All the city’s hospitals report that most children arriving with VAD come from low social class areas, such as Kibera, Kawangware and Huruma slums, but more recently they are coming in from working class, well-educated families too, who are feeding children too few vitamin-A rich foods, leading to cases of wealthy, malnourished kids.
VAD increases the risk of malaria infections, turns minor colds and flu into pneumonia, and ups the levels of diarrhoea deaths.
One study in Burkina Faso by Boston University Public Health School found children from 6 months to 3 years old who took Vitamin A and Zinc supplements were 34 per cent less likely to contract malaria.
According to the United Nations, the Vitamin A deficit in Kenya is also more severe than in other developing countries because the country is receiving lower levels of vitamin A supplements – typically running at 62 per cent in other developing nations, but at just 15 per cent in Kenya as a result of diminishing funds.
Research by health economists at the Copenhagen Consensus in May 2008 showed funds spent on Vitamin A and Zinc supplements were the single most effective way of delivering development benefits, with every $1 spent on the supplements delivering $17 of benefits to the economy - through cutting the costs of illness, disability and deaths and increasing output and productivity.
When VAD does strike, one of the first symptoms is night blindness. This can then move on to become full blindness.
VAD can also develop as a condition of suppressed immunity, almost as dangerous to overall health as HIV/Aids.
The deficiency is the world’s leading cause of preventable blindness among children.
Half of the children with VAD-induced blindness die within 12 months, according to World Health Organisation (WHO) statistics.Yet VAD can be reversed with treatment.
“It requires supplemented Vitamin A taken as a drug, but not in foods,” said Professor Nimrod Bwibo a Paediatrician and Lecturer at Nairobi University Medical School.
However, long before children get to the point of needing supplements, medics advise feeding growing children with red vegetables, such as carrots, tomatoes, red onions, orange sweet potatoes and beets.
“These are rich in carotene, which is a rich source of Vitamin A,” said Professor Bwibo.
Medics say a higher intake of vitamin A is particularly critical during the last trimester of pregnancy, as both mother and baby need it more then.
Weaning prematurely also increases the chances of VAD.
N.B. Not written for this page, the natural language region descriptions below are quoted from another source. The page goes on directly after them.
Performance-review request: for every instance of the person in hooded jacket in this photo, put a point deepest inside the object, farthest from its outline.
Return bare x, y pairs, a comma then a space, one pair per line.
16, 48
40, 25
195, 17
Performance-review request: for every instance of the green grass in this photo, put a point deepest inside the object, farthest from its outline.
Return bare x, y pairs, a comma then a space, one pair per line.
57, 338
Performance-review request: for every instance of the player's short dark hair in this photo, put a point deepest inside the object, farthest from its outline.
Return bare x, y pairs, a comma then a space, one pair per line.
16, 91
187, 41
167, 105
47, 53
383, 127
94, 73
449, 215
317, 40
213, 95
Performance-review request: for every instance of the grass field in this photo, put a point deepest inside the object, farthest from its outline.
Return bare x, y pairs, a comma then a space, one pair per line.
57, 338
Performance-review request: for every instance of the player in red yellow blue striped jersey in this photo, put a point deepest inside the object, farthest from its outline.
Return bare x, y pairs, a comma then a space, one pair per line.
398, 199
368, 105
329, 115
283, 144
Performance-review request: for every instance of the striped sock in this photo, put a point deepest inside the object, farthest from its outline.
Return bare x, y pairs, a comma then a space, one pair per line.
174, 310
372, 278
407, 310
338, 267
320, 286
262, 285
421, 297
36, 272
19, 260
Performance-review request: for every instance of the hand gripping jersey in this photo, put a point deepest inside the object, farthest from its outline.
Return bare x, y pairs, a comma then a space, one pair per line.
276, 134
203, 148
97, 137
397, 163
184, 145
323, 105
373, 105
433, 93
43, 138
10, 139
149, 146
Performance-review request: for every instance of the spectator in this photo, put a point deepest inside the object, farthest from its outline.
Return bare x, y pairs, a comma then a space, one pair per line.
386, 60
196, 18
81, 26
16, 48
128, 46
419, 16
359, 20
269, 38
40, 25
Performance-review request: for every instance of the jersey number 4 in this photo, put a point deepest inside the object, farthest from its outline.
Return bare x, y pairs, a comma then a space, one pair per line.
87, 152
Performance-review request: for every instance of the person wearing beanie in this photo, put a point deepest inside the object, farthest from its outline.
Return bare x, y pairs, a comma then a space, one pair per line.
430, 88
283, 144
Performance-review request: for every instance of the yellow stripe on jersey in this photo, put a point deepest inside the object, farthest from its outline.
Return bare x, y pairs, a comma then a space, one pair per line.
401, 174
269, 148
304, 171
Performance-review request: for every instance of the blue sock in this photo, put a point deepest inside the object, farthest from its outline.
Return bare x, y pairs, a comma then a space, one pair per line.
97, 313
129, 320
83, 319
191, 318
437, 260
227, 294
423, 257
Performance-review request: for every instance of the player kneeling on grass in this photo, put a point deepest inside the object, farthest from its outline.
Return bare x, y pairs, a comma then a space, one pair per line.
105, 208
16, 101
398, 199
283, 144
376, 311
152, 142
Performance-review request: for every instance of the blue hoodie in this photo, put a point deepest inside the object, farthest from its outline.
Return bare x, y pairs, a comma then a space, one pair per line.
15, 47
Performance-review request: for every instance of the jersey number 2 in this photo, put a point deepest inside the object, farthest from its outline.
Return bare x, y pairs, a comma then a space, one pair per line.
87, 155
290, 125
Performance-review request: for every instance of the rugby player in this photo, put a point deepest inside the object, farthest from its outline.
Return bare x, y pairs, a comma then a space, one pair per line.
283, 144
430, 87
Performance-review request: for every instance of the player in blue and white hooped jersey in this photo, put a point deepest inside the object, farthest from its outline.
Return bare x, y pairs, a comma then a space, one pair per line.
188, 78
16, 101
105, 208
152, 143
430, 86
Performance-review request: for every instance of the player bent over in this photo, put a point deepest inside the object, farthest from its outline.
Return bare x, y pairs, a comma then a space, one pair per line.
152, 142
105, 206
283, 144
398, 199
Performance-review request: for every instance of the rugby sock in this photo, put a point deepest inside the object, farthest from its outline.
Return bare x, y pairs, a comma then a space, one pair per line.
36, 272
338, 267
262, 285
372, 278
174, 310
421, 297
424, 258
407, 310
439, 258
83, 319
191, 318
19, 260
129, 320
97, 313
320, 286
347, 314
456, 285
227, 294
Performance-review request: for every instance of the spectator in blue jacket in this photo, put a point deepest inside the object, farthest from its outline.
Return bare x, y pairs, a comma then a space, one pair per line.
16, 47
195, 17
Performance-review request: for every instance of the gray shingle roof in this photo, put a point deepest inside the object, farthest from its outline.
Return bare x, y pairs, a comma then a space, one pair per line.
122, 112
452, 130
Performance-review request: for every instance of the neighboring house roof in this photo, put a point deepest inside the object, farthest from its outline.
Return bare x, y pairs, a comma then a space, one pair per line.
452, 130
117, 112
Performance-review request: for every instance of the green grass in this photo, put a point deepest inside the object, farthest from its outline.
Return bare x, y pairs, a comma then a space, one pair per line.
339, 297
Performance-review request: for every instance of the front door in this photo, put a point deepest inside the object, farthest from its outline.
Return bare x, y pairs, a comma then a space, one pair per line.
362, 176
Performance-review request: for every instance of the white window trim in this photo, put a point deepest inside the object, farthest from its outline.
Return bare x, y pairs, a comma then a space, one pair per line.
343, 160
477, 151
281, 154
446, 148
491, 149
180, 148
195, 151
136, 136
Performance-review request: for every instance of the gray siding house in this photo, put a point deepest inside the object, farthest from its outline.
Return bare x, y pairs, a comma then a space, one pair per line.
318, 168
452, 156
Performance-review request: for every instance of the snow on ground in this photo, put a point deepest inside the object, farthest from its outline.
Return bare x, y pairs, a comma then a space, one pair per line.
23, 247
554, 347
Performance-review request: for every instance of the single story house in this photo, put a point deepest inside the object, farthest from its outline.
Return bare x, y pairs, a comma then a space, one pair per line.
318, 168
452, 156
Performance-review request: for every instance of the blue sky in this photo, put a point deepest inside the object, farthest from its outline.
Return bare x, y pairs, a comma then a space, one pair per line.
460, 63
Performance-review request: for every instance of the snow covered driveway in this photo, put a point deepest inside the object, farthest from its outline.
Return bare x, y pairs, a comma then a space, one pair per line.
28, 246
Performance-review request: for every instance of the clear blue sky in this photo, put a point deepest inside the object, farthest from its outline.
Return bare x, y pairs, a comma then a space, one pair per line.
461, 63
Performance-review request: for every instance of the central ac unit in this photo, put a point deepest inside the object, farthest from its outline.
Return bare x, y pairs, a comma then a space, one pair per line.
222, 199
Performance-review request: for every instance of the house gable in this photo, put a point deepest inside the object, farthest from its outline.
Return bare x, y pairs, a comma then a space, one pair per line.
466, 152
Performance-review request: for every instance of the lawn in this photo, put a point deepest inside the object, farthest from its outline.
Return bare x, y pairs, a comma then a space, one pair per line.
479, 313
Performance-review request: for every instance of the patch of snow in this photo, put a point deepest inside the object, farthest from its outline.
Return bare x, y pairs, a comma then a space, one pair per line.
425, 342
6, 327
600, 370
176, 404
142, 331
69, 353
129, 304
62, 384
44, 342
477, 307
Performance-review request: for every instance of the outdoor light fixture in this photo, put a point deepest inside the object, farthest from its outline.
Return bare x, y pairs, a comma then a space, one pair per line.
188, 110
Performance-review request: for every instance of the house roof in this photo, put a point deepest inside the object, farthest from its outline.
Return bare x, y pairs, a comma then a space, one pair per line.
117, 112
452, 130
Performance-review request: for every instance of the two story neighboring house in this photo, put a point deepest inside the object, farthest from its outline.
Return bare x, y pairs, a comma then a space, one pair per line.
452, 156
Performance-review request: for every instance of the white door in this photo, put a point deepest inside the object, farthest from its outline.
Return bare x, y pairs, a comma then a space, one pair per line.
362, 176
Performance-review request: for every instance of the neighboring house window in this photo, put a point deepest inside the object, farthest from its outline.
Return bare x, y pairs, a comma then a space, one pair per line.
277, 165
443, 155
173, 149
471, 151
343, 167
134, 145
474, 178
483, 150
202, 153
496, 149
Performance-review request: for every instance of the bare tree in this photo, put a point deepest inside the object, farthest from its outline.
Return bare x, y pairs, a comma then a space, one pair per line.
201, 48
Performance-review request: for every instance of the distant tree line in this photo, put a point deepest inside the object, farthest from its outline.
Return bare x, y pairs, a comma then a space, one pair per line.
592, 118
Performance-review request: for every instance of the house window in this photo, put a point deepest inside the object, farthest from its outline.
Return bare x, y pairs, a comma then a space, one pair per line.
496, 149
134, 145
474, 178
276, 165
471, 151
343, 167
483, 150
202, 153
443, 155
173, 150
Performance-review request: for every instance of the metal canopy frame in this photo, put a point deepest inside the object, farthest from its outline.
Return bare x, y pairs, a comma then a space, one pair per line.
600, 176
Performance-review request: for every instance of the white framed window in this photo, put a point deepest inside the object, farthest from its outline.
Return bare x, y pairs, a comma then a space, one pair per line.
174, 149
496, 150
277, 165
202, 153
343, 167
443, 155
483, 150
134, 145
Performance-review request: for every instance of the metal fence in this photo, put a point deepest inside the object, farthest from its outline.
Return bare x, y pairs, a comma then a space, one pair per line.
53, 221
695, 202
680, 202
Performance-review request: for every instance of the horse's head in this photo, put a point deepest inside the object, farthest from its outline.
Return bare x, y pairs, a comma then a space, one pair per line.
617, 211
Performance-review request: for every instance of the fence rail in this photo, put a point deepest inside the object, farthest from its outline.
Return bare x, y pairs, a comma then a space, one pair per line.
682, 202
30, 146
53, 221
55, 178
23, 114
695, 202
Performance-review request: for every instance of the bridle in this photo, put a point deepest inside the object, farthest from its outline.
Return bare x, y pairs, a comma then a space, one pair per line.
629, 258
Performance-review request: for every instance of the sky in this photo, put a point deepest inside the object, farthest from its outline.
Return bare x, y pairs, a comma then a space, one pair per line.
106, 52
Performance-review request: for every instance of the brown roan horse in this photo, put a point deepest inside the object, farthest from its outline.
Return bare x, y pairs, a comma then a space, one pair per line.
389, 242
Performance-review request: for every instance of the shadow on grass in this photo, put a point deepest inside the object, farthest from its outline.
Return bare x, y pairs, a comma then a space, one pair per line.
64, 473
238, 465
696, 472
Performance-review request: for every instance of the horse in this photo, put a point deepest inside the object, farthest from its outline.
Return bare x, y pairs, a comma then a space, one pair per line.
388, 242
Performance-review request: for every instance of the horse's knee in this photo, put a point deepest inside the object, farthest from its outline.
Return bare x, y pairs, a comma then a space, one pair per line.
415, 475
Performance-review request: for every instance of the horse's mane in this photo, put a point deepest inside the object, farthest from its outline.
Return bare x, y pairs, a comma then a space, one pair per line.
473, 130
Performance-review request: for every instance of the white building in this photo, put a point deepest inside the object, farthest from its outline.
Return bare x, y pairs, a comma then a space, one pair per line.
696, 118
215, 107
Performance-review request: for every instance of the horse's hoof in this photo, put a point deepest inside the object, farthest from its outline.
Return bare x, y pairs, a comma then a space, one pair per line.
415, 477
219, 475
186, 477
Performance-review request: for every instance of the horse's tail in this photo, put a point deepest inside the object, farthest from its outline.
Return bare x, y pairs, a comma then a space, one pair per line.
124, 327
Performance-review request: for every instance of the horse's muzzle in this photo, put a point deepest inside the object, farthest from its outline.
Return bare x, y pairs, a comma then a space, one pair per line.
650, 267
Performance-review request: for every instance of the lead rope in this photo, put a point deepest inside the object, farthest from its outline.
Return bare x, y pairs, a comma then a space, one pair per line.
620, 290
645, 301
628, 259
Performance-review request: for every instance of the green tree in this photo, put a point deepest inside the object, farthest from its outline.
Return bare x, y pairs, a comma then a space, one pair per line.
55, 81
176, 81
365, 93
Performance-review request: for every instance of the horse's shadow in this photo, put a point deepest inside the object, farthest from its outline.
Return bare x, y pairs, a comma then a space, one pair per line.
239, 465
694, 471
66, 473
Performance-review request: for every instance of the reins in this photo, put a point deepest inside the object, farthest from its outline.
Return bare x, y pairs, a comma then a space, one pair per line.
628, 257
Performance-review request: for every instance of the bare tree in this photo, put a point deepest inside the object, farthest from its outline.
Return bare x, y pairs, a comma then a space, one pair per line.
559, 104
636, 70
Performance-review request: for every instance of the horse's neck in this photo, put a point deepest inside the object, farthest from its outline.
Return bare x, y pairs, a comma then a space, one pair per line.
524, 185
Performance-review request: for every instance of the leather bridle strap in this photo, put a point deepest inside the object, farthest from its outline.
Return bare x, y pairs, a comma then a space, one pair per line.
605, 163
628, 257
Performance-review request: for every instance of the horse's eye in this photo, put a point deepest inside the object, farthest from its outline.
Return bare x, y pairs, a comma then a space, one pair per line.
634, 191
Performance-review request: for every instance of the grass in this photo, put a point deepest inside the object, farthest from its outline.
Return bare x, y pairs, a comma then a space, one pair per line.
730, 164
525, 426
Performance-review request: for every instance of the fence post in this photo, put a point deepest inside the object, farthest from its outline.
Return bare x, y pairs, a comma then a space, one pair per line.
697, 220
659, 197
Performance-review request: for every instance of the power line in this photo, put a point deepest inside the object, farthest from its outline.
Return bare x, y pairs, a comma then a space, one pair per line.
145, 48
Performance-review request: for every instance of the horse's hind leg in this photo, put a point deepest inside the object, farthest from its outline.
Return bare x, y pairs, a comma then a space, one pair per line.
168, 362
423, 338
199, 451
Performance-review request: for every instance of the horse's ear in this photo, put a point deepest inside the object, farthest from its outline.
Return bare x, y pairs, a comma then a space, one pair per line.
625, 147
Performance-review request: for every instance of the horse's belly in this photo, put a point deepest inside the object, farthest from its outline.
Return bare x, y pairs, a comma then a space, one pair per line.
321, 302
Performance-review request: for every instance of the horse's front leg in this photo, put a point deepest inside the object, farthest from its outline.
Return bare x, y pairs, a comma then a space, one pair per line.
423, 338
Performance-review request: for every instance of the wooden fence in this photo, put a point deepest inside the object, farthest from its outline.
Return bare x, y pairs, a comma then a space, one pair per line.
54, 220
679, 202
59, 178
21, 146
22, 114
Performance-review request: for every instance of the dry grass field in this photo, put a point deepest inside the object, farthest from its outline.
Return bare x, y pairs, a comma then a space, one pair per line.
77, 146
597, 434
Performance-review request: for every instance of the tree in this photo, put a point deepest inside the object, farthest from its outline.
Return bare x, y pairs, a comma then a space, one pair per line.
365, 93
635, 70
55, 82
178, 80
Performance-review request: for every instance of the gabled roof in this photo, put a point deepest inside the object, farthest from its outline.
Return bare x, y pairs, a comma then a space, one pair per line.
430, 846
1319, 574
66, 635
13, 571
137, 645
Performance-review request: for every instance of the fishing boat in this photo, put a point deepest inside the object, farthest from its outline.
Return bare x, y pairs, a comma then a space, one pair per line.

“Breast milk is the best natural source of Vitamin A for babies and should not be substituted,” said Professor Bwibo: a view corroborated by Mater Hospital’s paediatric department.
Currently, the most recent NGO estimates suggest some 15 per cent of Kenyan children are already in the acute stages of the condition, with more than another 40 per cent moving towards acute VAD.
However, in most children, the root cause of their ailments is never spotted, and the deaths that follow are ascribed to diarrhoea, pneumonia, and malaria.
nutritionists Say even moving children from eating ugali, which has virtually zero nutritional value to sweet potato, githeri and red vegetables can stem the problem, most especially in young children.
Studies in western Kenya have shown the orange-fleshed sweet potatoes are one of the best foods available anywhere in the world for supplying Vitamin A.
The potatoes offer up to eight times the level of carotene necessary for making vitamin A in the body than other vitamin A foods.